Car les rires de ses sept enfants seront remplacés, probablement dès lundi, par le fracas des bulldozers. Ils emporteront tout dans leur sillage, sa cuisine, la clôture soigneusement dressée autour de ses animaux et les matelas sur lesquels elle dort. Sa vie, en somme. Mais le gouvernement israélien l’a décidé: les habitants de Khan al Ahmar doivent partir. Certes, il s’est engagé au mois de mai à réinstaller les Bédouins, mais le lieu qui leur a été attribué est inacceptable à leurs yeux.

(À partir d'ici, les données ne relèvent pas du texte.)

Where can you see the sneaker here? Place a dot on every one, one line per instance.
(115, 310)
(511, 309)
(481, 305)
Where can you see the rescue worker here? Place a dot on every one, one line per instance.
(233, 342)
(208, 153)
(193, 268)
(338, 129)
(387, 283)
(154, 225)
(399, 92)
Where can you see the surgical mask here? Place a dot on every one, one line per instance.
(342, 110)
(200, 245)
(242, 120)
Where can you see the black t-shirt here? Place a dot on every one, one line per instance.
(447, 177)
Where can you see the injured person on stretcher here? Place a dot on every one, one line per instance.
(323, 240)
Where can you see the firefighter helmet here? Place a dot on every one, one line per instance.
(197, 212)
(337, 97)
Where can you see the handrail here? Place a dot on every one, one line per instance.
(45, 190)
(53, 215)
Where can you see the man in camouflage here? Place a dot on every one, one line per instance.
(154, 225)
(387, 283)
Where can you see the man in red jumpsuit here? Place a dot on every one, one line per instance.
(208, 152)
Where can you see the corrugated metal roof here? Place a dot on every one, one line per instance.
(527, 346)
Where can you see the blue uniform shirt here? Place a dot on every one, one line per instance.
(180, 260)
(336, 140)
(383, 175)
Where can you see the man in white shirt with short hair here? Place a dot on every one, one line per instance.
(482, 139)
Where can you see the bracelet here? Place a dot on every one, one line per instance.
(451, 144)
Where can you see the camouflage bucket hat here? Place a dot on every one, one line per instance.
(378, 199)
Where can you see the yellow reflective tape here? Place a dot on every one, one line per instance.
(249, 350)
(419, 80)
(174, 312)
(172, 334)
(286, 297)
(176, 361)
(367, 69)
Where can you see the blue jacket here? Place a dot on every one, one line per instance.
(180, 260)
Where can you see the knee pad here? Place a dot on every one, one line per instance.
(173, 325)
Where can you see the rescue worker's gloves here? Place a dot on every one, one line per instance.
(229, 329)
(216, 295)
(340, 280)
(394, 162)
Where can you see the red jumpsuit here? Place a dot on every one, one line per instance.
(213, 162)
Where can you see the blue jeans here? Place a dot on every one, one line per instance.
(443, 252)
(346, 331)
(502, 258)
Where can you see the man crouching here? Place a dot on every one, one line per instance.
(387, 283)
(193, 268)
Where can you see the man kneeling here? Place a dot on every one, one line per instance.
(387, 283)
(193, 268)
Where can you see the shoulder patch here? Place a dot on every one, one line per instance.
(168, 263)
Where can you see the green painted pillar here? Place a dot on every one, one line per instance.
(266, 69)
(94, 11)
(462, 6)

Non seulement parce qu’il faudrait vivre à côté d’un lieu insalubre – une décharge appartenant à la ville palestinienne d’Abou Dis – mais aussi parce que le voisinage serait très problématique. Les habitants de Khan Al Ahmar, du clan Abou Dahouk, devraient côtoyer le clan Salamat, alors que les deux, pourtant issus de la tribu Jahalin, l’une des cinq de la région, sont en bisbille depuis des générations.  

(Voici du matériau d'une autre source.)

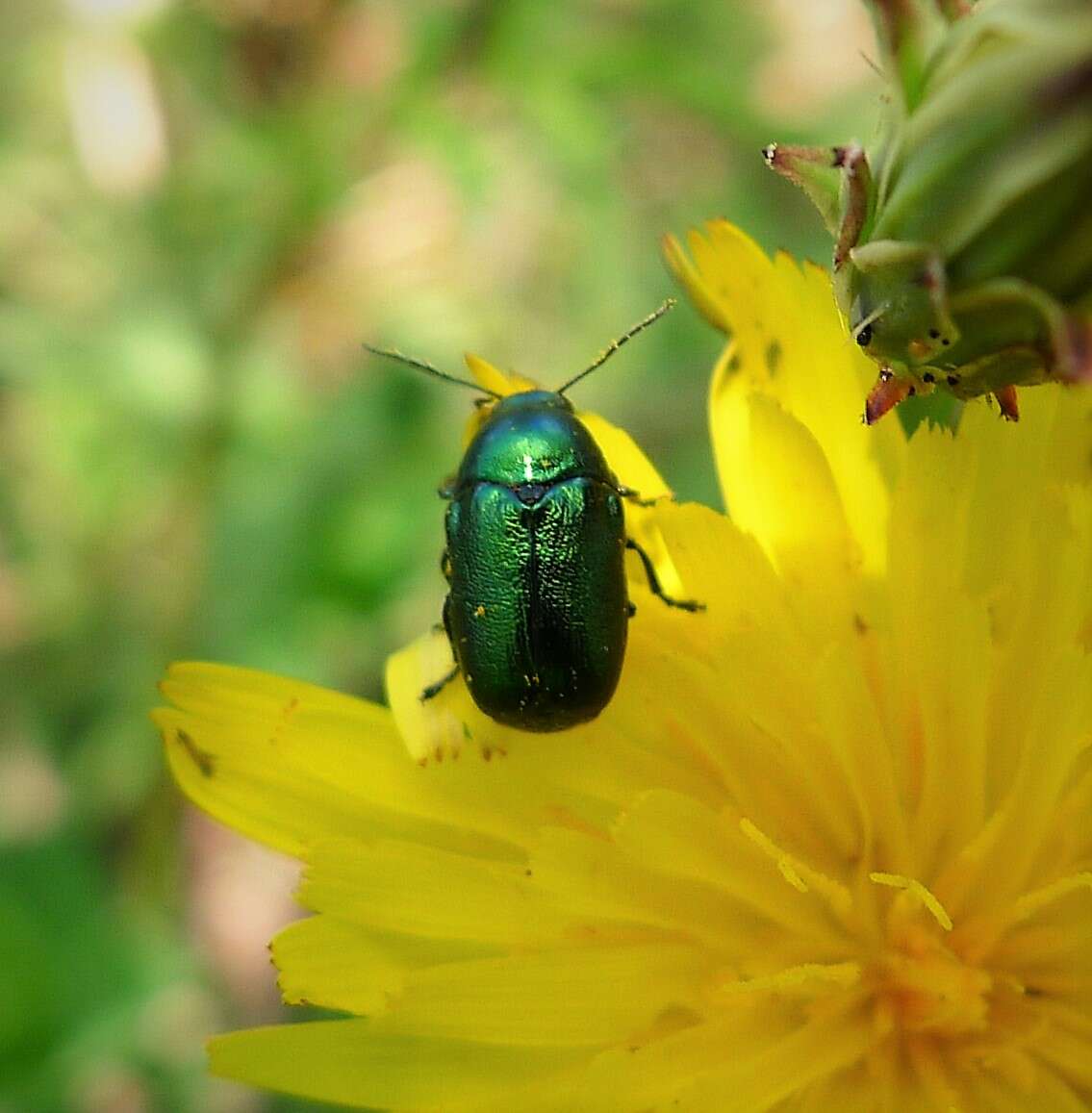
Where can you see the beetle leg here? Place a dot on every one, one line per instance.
(435, 689)
(653, 581)
(635, 496)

Ce campement bédouin a beau être situé juste à côté de l’autoroute reliant les colonies israéliennes de Maale Adumim et Kfar Adumim, il faut mouiller sa chemise pour y parvenir: l’interdiction militaire d’y pénétrer oblige à un détour à pied dans le désert. Quelques minutes de marche sous un soleil tapant, et nous y voici. Signifiant «caravansérail rouge» en référence à l’auberge construite au 13e siècle sur le site du monastère de Saint-Euthyme, Khan al-Ahmar accueille quelque 200 Bédouins.

D’un exil à un autre

Des hommes et des femmes expulsés une fois de plus. La première évacuation forcée date de la naissance de l’État d’Israël en 1948: ils doivent quitter leurs terres de Tal Arad dans le désert du Néguev. Cette population qui a toujours vécu d’activités pastorales et agricoles en zones arides décide alors de se replier dans l’actuelle Cisjordanie. Elle y maintient ses traditions en vivant en petits groupes et dans des zones isolées riches en ressources naturelles.

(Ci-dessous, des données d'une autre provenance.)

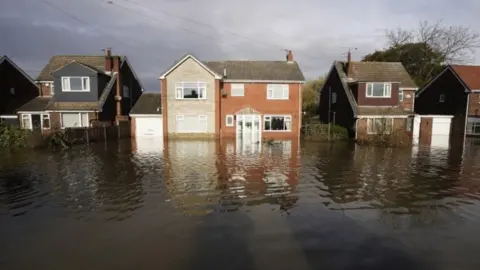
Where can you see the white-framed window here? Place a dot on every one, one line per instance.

La deuxième rupture survient au moment de l’occupation de la Cisjordanie par Israël après la guerre des Six Jours de 1967: l’espace vital des Bédouins diminue encore, miné par la construction des colonies et l’exclusion de certaines zones dédiées à l’armée ou classées réserves naturelles. Ainsi, Khan al Ahmar n’est ni le premier campement bédouin à devoir plier bagage, ni le seul. Actuellement, plusieurs clans sont dans le collimateur de l’administration israélienne, à la colère de nombreuses ONG dont certaines qualifient les déportations de «génocide culturel».

L’État palestinien en jeu

Cependant, le village a reçu une attention médiatique et un soutien inhabituels. Les Nations unies et plusieurs pays de l’Union européenne ont dit leur indignation, et les articles de presse à ce sujet sont innombrables, tout comme le nombre de militants locaux ou internationaux engagés jusqu’à présent dans la bataille. C’est que la destruction de Khan al Ahmar renforcerait l’encerclement de Jérusalem-Est par les colonies juives et achèverait de couper la ville sainte de la Cisjordanie, enterrant un peu plus encore le rêve palestinien d’un État avec Jérusalem comme capitale. Une fois Khan al-Ahmad démantelée, le gouvernement israélien pourrait continuer de créer des constructions qui couperont le nord du sud de la Cisjordanie.

Une école en péril

Ensuite, le village a pour lui un symbole fort: une école, financée par l’Italie, la Belgique et l’Union européenne. Construite en 2009 par l’ONG Terra di Vento, elle est la première à accueillir les enfants de la tribu Jahalin et des alentours. Soit 174 gamins qui autrement, devraient parcourir des distances considérables jusqu’à une salle de classe, voire être privés d’éducation. 

L’année scolaire commencera ce dimanche 15 juillet, soit un jour avant le délai de réponse fixé par la Cour suprême israélienne à l’État face aux avocats des droits de l’homme qui s’opposent à l’expulsion. Malgré le soutien, notamment des autres tribus bédouines, ces derniers ne se font plus trop d’illusions.  Mercredi, une ambiance lourde régnait dans le village après qu’Israël ait informé la Cour que la destruction n’était qu’une question de jours. Sara et sa famille le savent: à Khan al-Ahmar, symbole de la vie bédouine, les gravats auront bientôt remplacé les cahiers et les tableaux noirs.